Assurer la scolarisation et la continuité des parcours de formation

Au cours de leur parcours de formation, les enfants et les adolescents en situation de handicap peuvent être orientés, à temps plein ou à temps partiel, dans un établissement médico-social.

Afin d’assurer la scolarisation et la continuité des parcours de formation, une unité d’enseignement peut être créée au sein des établissements médico-sociaux ou de santé pour ceux qui ne peuvent effectuer leur scolarité dans une école ou un établissement scolaire. Ces unités d’enseignement sont chargées de mettre en œuvre le projet personnalisé de scolarisation de chacun des élèves en situation de handicap qu’elles accueillent.

Les établissements médico-sociaux, publics ou privés, se caractérisent par des spécificités qui permettent de répondre à leurs besoins.

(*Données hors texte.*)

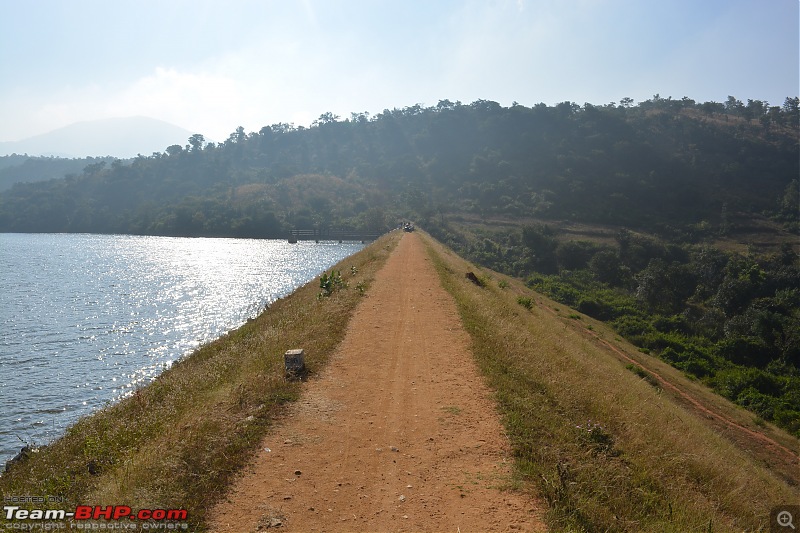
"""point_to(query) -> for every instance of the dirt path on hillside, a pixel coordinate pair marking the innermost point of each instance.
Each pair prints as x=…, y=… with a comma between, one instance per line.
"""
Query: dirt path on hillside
x=398, y=434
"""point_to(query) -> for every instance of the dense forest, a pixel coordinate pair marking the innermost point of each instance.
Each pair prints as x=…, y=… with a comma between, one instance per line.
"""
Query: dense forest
x=688, y=212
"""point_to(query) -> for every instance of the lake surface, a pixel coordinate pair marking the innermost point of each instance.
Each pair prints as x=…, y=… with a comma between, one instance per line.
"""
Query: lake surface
x=85, y=319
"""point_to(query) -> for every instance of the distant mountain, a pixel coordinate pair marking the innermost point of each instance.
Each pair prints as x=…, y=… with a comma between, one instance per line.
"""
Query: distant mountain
x=118, y=137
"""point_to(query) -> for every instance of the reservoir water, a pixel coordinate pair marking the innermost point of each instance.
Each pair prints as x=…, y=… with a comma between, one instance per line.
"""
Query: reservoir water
x=85, y=319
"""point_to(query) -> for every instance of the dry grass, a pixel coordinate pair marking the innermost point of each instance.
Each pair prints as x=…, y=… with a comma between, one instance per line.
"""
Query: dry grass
x=178, y=442
x=605, y=448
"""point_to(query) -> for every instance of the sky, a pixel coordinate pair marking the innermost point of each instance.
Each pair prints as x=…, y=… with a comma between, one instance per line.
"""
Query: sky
x=212, y=66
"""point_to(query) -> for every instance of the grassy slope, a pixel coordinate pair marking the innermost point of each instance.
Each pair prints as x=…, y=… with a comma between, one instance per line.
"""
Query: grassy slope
x=177, y=442
x=607, y=448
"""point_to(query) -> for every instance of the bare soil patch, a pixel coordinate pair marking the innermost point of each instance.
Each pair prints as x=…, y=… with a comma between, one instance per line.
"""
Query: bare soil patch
x=399, y=433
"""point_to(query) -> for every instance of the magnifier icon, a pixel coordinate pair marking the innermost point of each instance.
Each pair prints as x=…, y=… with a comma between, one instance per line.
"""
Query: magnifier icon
x=785, y=519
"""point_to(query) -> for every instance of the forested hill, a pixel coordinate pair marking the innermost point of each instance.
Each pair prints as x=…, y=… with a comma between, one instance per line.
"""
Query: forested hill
x=659, y=165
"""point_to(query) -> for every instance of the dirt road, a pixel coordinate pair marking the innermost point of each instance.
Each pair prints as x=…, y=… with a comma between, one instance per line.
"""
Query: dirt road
x=398, y=434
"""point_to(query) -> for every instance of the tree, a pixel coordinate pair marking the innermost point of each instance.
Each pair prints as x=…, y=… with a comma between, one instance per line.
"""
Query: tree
x=326, y=118
x=196, y=142
x=174, y=149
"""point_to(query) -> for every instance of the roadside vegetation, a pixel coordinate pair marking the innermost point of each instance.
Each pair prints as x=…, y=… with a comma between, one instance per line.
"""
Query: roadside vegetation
x=602, y=440
x=177, y=442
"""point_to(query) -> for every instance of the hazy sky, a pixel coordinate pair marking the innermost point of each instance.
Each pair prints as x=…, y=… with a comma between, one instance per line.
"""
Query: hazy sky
x=211, y=66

On distingue :

IME : Instituts médico-éducatifs

Ils accueillent les enfants et les adolescents atteints de troubles des fonctions cognitives.

ITEP : les instituts thérapeutiques, éducatifs et pédagogiques

Ils accueillent les jeunes souffrant de troubles de la conduite et du comportement.

Etablissements pour polyhandicapés

Ils s’adressent aux enfants et aux adolescents présentant des handicaps complexes, à la fois mentaux et sensoriels et/ou moteurs.

Instituts d’éducation sensorielle

Ils s'adressent aux personnes avec handicaps auditifs et visuels.

IEM : Instituts d’éducation motrice

Ils accueillent les enfants et adolescents présentant un handicap moteur.

Des enseignants spécialisés sont présents dans ces établissements. Leur travail s’effectue en référence aux programmes officiels dans le cadre d’une pédagogie adaptée. Leur action s’inscrit dans le projet global de l’établissement en complément des actions éducatives et thérapeutiques qui sont également proposées.

L’orientation vers ces établissements relève d’une décision de la Commission des droits et de l’autonomie des personnes handicapées (CDAPH). Le coût de la prise en charge est assuré par l’assurance maladie ; ces établissements sont placés sous la tutelle des Agences régionales de santé (ARS).